The nomination of Alan D. Bersin, a former U.S. Attorney and schools chief in San Diego, seems to have gotten hung up in the Senate.

President Obama nominated Bersin to be Commissioner of Customs and Border Protection back on Sept. 29th.  There’s been no action since then.

Bersin’s nomination was received by the Senate Finance Committee, which oversees Customs.

Sen. Max Baucus of Montana, the committee chairman, apparently sees no urgency in scheduling a hearing for the head of an agency with a priority mission of preventing terrorists and terrorist weapons from entering the United States. 

Meanwhile, Bersin continues to serve as DHS Assistant Secretary for International Affairs and Special Representative for Border Affairs. He held virtually the same job in the Clinton administration while serving as U.S. Attorney for San Diego.

Before joining DHS, Bersin was California’s education secretary.

How Ex-SD Imam Will Be Marked For Death

The LATimes follows up today with an excellent story on how the bullseye will be planted on Anwar Awlaki, the former San Diego imam who U.S. counterterrorism officials believe has joined al Qaida’s forces in Yemen.

First, ABC News and then The Washington Post reported last week that the Obama administration is considering whether to order a Predator strike on Awlaki, a case that’s complicated by the fact that he’s a U.S. citizen.

The LATimes’ Greg Miller provides more detail on the process of how the CIA marks suspected terrorists for death in its “targeted killing” program:

  • Memos proposing new targets are drafted by analysts in the CIA’s Counter-Terrorism Center.
  • CTC analysts typically submit several new names each month to high-level officials, including the CIA General Counsel, Stephen W. Preston, and sometimes Director Leon E. Panetta.
  • The list is scrutinized every six months; some names are scrubbed if the intelligence grows stale.
  • The program is overseen by the National Security Council.
  • The CIA does not need White House approval when adding names to the target list, unless the individual is a U.S. citizen.

Miller’s story contradicts a Jan. 27 story by Dana Priest at The Washington Post on a key point:

Miller: “No U.S. citizen has ever been on the CIA’s target list, which mainly names Al Qaeda leaders, including Osama bin Laden, according to current and former U.S. officials. But that is expected to change as CIA analysts compile a case against a Muslim cleric who was born in New Mexico but now resides in Yemen.”

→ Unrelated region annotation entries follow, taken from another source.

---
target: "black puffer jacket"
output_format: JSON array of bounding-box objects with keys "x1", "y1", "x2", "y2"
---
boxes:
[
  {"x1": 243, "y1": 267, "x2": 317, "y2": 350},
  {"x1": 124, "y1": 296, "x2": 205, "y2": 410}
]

Priest: “As of several months ago, the CIA list included three U.S. citizens, and an intelligence official said that Aulaqi’s name has now been added.”

Also are targeting decisions based on whether on an individual is “deemed to be a continuing threat to U.S. persons or interests,” as Miller reported. That appears to be a slightly lower threshold that what Priest describes as an individual who presents “a continuing and imminent threat to U.S. persons and interests.”

Semantics, perhaps, but we are talking about executing a U.S. citizen without due process.

San Diego Is A Union Town

Woe to the San Diego public official who dares cross the police unions.

Police unions are in the midst of contract negotiations with San Diego and surrounding communities.

The police union in La Mesa, a suburb east of San Diego, flexed its muscles when Mayor Art Madrid dared to point out that there isn’t a heck of a lot of crime (0 murders in 2009)  in the city of 57,000.

“Our employees aren’t getting shot at,” Madrid said during a City Council meeting.

Jeff Raybould, the city’s police union president, called that comment “slap in the face to every police officer in this fine city,” in a letter to Madrid that was obtained by The San Diego Union-Tribune

Came then the hammer:

“Contrary to what you might believe, we don’t spend all of our time scooping up inebriated public officials,” Raybould wrote.

That’s a nasty shot at Madrid, whom police found lying on the sidewalk in 2008.

And for the San Diego Police Officers Association a drop in crime is apparently bad news. The SD police union urged “restraint” this week over FBI crime statistics that show overall crime plunged by 18 percent. 

San Diego Mayor Jerry Sanders, a former police chief, has proposed $12 million in cuts — but no layoffs of sworn officers — for the SDPD, which is in the midst of contract negotiations with the city.